This repository contains two machine learning pipelines designed to classify images of dishes using the MLEnd Yummy dataset. Both projects focus on binary classification tasks—American vs. Italian cuisine and Rice vs. Chips dishes—leveraging various machine learning models to predict the cuisine based on dish images.
The task is to classify images of dishes as either American or Italian cuisine using image features and other dish-related attributes.
- Source: MLEnd Yummy Dataset
- Classes: American, Italian
- Attributes: Includes dish name, ingredients, cuisine, healthiness ratings, likeness, and image filenames.
- Data Collection: Download and load the MLEnd Yummy dataset.
- Data Preprocessing: Filter and encode American and Italian cuisines for classification (Italian = 0, American = 1).
- Feature Extraction: Extract features such as yellow color components and GMLC (texture) features from images.
- Model Training: Train models including LinearSVC, Random Forest, Logistic Regression, and k-Nearest Neighbors (k-NN).

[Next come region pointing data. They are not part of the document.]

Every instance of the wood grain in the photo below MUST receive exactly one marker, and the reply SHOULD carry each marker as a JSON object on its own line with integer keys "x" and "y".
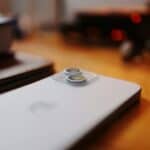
{"x": 132, "y": 130}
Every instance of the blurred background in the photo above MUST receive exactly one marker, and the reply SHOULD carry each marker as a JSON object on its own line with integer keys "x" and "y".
{"x": 108, "y": 37}
{"x": 111, "y": 37}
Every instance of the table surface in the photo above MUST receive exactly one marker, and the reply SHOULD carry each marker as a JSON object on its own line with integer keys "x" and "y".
{"x": 108, "y": 10}
{"x": 131, "y": 131}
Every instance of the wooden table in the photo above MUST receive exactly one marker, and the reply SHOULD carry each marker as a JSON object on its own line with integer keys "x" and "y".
{"x": 132, "y": 130}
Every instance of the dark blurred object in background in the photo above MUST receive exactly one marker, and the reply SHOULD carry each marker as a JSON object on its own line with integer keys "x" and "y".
{"x": 117, "y": 26}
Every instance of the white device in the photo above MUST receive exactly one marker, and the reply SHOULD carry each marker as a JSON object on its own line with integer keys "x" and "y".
{"x": 52, "y": 115}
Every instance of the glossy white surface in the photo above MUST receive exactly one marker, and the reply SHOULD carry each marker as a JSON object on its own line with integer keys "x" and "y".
{"x": 50, "y": 115}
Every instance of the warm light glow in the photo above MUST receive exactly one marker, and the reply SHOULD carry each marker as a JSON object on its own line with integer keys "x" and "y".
{"x": 136, "y": 18}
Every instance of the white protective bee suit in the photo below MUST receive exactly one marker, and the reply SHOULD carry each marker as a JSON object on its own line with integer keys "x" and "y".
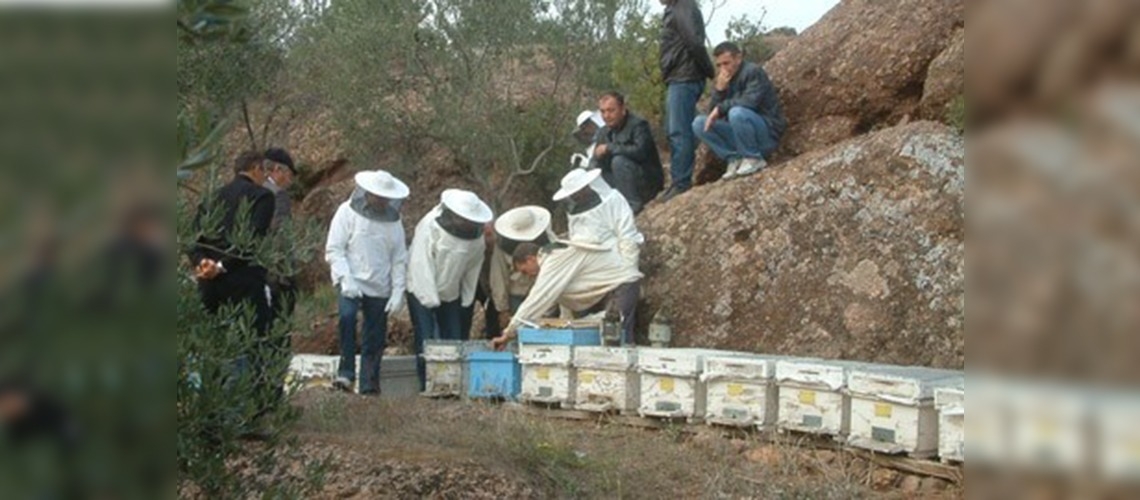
{"x": 576, "y": 277}
{"x": 609, "y": 224}
{"x": 441, "y": 267}
{"x": 367, "y": 254}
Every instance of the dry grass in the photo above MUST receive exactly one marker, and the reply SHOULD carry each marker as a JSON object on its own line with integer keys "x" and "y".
{"x": 579, "y": 459}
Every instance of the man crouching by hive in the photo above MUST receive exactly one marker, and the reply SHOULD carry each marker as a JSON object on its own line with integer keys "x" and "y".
{"x": 579, "y": 277}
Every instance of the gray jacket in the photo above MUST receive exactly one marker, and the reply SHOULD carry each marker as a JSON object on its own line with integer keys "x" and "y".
{"x": 752, "y": 89}
{"x": 684, "y": 57}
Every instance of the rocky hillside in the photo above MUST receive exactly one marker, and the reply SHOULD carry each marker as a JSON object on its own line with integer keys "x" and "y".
{"x": 853, "y": 252}
{"x": 870, "y": 64}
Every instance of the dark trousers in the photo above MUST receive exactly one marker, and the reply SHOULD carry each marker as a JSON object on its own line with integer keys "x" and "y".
{"x": 444, "y": 322}
{"x": 373, "y": 339}
{"x": 625, "y": 175}
{"x": 247, "y": 286}
{"x": 625, "y": 298}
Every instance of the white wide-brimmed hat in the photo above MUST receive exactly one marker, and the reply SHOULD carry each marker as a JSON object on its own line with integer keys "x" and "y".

- Evaluation: Evaluate models using accuracy and confusion matrix.
- LinearSVC: Training Accuracy - 60.7%, Test Accuracy - 55.4%
- Random Forest: Training Accuracy - 66.3%, Test Accuracy - 49%
- Logistic Regression: Training Accuracy - 61.3%, Test Accuracy - 55%
- k-Nearest Neighbors (k-NN): Training Accuracy - 76%, Test Accuracy - 47%
LinearSVC and Logistic Regression performed best in the American vs. Italian classification task. Future work could involve using deep learning models to improve accuracy further.
The goal is to classify images of dishes containing Rice or Chips based on the visual content of the dish, along with other attributes such as ingredients.
- Source: MLEnd Yummy Dataset
- Classes: Rice, Chips
- Attributes: Includes dish name, ingredients, cuisine, healthiness ratings, likeness, and image filenames.
- Data Collection: Download and load the MLEnd Yummy dataset.
- Data Preprocessing: Filter dishes to identify those containing Rice or Chips, downsample to achieve balance (Rice = 0, Chips = 1).
- Feature Extraction: Extract features such as yellow color components and GMLC (texture) features from images.
- Model Training: Train models including LinearSVC, Random Forest, Logistic Regression, and k-Nearest Neighbors (k-NN).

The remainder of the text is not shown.